Organized Crime is More Evolved Than Many Businesses
Organized Crime (O.C.) is exactly what the word implies: organized. They are often more organized than many businesses. With affiliates all around the world, many of whom are specialists in their cyber fraud craft, O.C. rings are truly transnational in organizational structure.
This is a big part of the fraud problem in today’s landscape. Companies are always “behind the 8 ball” trying to institute defense mechanisms that meet the minimum bar and as a result pay-per-click frauds like this occur.
Simultaneously, O.C. rings are always on the prowl looking for ways to implement new technology tools, or new versions of old technology tools against their potential victims. Companies, despite the technology deployed, are struggling to keep up with the daily changes in the crime world and often only have minimum defenses deployed.
Final Word – the Advertising Age Article Has Value
The Advertising Age article about pay-per-click fraud has some value because it points out two vital flaws in many organizations anti-fraud efforts: technology is not a sole source solution and it can be beaten.

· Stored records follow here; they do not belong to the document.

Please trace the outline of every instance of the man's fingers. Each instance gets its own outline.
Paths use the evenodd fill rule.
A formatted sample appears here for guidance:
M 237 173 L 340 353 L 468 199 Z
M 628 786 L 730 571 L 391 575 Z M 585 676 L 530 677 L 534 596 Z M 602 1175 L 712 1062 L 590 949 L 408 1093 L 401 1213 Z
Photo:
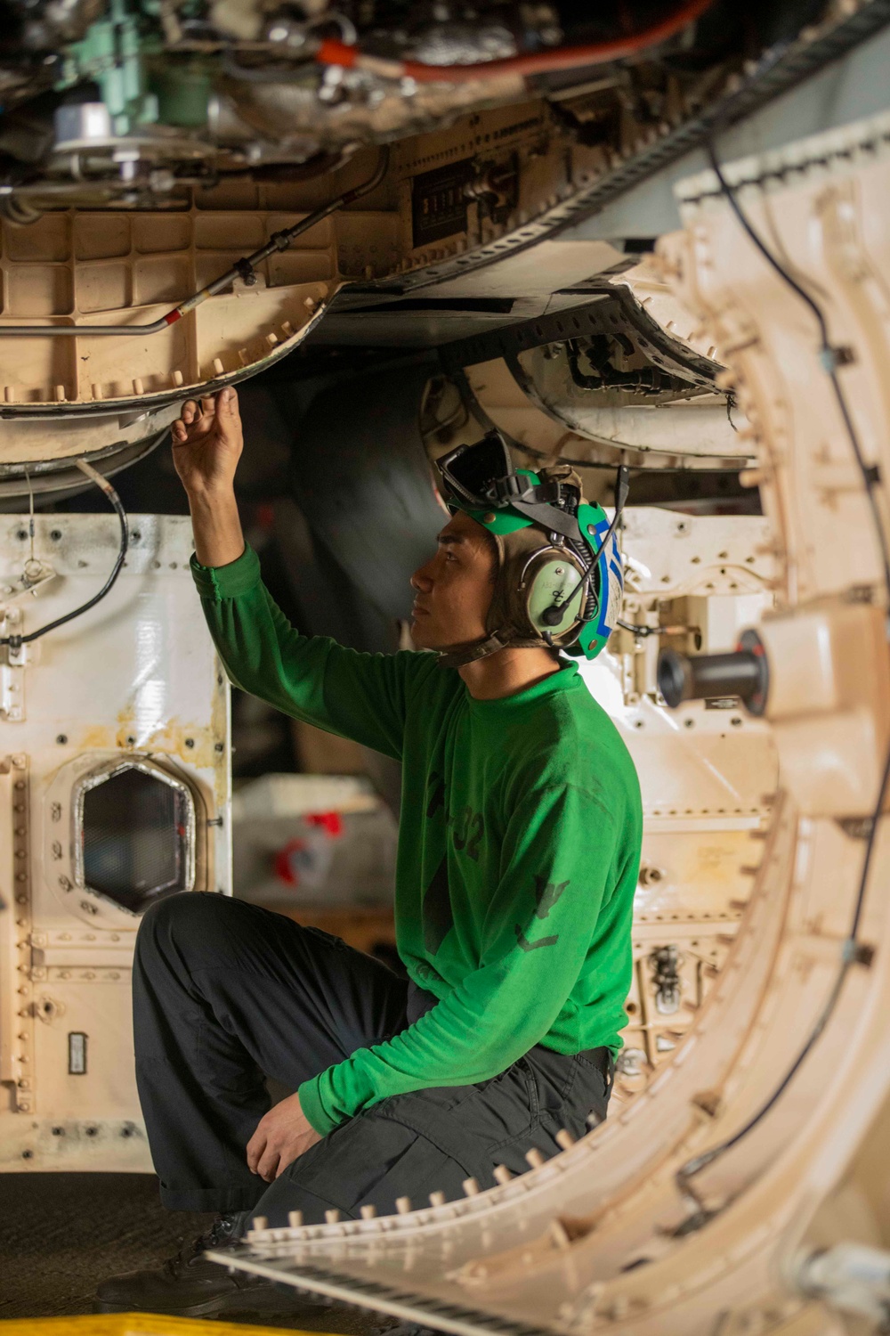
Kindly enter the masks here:
M 247 1142 L 247 1168 L 251 1173 L 256 1173 L 260 1156 L 266 1150 L 266 1133 L 260 1132 L 260 1128 L 256 1129 L 251 1140 Z
M 263 1154 L 260 1156 L 255 1172 L 260 1176 L 260 1178 L 264 1178 L 266 1182 L 274 1182 L 275 1178 L 278 1177 L 278 1162 L 279 1162 L 278 1150 L 275 1150 L 274 1146 L 267 1146 Z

While this is not a news flash to those of us in the industry at all it should definitely serve as a wake up call to company’s who’ve thrown all their anti-fraud eggs into one technology basket. The message, it’s time to diversify your efforts.
Bottom line: fraud detection technology is a valuable part of the equation but certainly not the totality of the effort necessary. As such, despite what was written about it in the context of this pay-per-click fraud it cannot be 100% to blame for any fraud.
Those are my insights…what are yours?